Evaluating the Bayesian performance of LLM
Just like people, for LLM consumer interactions to be efficient, probabilistic estimates of consumer preferences have to be frequently up to date with every new interplay with the consumer. Now, does the LLM behave as if it had probabilistic estimates which can be up to date as anticipated from optimum Bayesian inference? If the LLM’s conduct deviates from the optimum Bayesian technique, how can these deviations be minimized?
To check this, we used a simplified flight advice process by which the LLM acted as an assistant and interacted with a simulated consumer for 5 rounds. In every spherical, each the consumer and the assistant had been introduced with three flight choices. Every flight was outlined by departure time, length, variety of stops, and value. Every simulated consumer was characterised by a set of preferences. For every characteristic, it’s also possible to have sturdy or weak preferences for top or low values for that characteristic (for instance, you would possibly want longer or shorter flights). Or perhaps you do not have a choice concerning this characteristic.

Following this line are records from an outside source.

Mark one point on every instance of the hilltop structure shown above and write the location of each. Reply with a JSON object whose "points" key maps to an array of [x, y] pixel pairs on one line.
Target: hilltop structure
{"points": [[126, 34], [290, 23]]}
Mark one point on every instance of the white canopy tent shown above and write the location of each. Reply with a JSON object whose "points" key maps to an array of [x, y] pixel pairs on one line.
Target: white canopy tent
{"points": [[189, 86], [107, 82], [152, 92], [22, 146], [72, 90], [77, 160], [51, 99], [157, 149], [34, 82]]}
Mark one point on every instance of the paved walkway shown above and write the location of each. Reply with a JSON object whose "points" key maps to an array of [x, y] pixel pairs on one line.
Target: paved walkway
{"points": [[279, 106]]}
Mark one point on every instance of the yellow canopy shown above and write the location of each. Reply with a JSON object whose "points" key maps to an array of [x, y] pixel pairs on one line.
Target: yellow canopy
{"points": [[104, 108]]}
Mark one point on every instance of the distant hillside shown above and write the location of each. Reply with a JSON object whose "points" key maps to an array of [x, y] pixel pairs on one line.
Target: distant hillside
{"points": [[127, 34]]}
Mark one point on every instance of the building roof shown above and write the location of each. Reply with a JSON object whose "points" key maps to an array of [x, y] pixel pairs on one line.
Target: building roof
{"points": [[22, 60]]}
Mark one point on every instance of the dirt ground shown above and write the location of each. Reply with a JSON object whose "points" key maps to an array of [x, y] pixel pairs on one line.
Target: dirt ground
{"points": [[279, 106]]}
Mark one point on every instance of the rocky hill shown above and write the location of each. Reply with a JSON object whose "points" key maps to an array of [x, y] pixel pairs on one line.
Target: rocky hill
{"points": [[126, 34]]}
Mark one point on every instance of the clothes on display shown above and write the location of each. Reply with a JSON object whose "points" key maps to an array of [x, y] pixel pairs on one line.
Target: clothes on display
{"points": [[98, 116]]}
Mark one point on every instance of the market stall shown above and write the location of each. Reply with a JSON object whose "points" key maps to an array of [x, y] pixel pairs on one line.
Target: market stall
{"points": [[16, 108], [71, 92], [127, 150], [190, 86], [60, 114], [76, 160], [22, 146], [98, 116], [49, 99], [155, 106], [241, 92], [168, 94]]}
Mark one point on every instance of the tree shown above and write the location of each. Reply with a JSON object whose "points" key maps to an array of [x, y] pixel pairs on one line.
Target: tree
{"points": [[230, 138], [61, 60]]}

We in contrast the conduct of the LLM to that of a mannequin that follows an optimum Bayesian technique (Bayesian Assistant). The mannequin maintains a likelihood distribution that displays estimates of the consumer’s preferences and makes use of Bayes’ Legislation to replace this distribution as new details about the consumer’s selections turns into accessible. In contrast to many real-world situations the place Bayesian methods are troublesome to specify and implement computationally, this managed setting is simple to implement and permits us to precisely estimate how a lot the LLM deviates from the Bayesian technique.
The assistant’s aim was to advocate flights that matched the consumer’s picks. On the finish of every spherical, the consumer indicated to the assistant whether or not the choice was appropriate and gave the proper reply.